There is no consummate economic incentive for being an astronaut. The incentive is the experience and making some impact on science, and while that motivates many people the probability of attracting the best and the brightest goes down as the probability of exploding goes up.

I'd say there's unlikely to be enough of an economic incentive to justify riskier manned space travel until the earth becomes a whole lot less habitable.
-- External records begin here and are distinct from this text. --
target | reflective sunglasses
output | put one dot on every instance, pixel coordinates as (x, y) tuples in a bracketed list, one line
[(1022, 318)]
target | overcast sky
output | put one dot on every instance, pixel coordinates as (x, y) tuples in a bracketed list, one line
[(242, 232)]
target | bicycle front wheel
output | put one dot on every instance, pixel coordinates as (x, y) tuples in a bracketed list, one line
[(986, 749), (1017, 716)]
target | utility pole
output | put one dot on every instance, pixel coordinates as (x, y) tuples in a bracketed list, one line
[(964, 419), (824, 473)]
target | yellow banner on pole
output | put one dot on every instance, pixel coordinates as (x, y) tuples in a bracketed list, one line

lutorm · on April 20, 2023

If what you're saying is true, how come astronaut programs have many more applicants than they can take? People have other goals in life beyond economic incentives.

People volunteer for the military, and I don't think anyone's under any illusion this is risk free. The important thing is not lying to people about the risk involved.

bumby · on April 20, 2023

>People have other goals in life beyond economic incentives.

They acknowledged this point, though:

>The incentive is the experience and making some impact on science

I think you might be interpreting their last point differently than me. I took it to mean that the "Mars or bust" is an inspiring, but impractical, narrative.

philistine · on April 21, 2023

I don't know what you're talking about. The Space Shuttle blew up twice, killed too many people out of sheer incompetence. And it flew again both times. Both times because NASA needed the vehicle to deliver on its promises. The Space Shuttle should never have flown after Columbia was lost. But it did, because NASA decided to live with the risks.

politician · on April 20, 2023

My expectation is that as soon as someone gets something going beyond Earth orbit and beyond the need to obtain launch licenses from the FAA, the zero-tolerance safety culture will be reduced. The Martians will build nuclear power plants.

shinryuu · on April 20, 2023

I think it's a matter of failing in a safe environment. Clearly that's what space x is doing. They fail spectularly, but they do so within the confines of a safe environment.

For the real launch they've already mapped out the failure modes and are able to prevent them when it really matters.

bumby · on April 20, 2023

I've worked in aerospace. The organizations (both public and private) would all claim to fail "within the confines of a safe environment".

One small BS detector is when there's some unplanned/unmitigated test outcome that gets characterized as a "test anomaly" rather than being transparent about the details.

>they've already mapped out the failure modes and are able to prevent them when it really matters

This remains to be seen. The shuttle also had all their failure modes mapped out. As did CST-100. Yet massive failures still occurred.

cdash · on April 20, 2023

It doesn't remain to be seen. SpaceX has done this already with the Falcon rocket.

bumby · on April 20, 2023

That...doesn't follow because F9 and Starship are different systems.

Mercury and Gemini both had good track records. Apollo and Shuttle, not so much.

Put differently, how much would you be willing to bet that their FMEA has caught literally every failure mode possible?

jjk166 · on April 20, 2023

Well in the case of the Shuttle both accidents that killed people were due to previously identified failure modes. At the end of the day, risk will always be a number greater than 0%. At some point someone is going to have to make a judgement call that the risk is low enough to proceed, and sometimes that call is going to be wrong.

bumby · on April 21, 2023

The failure modes may have been known but the effects were not. A FMEA needs both to work.

Regarding the foam, they had a difficult time even recreating it after the fact. It was apparently only on a lark that they decided to turn the gun up to 11 and, viola, now the foam had the physical properties capable of damaging the tile catastrophically. So, yes, they knew the mechanism of foam shedding but did not realize the effect properly.

With the o-rings, they similarly just didn’t have the test data for this conditions. They incorrectly extrapolated on the test data they did have.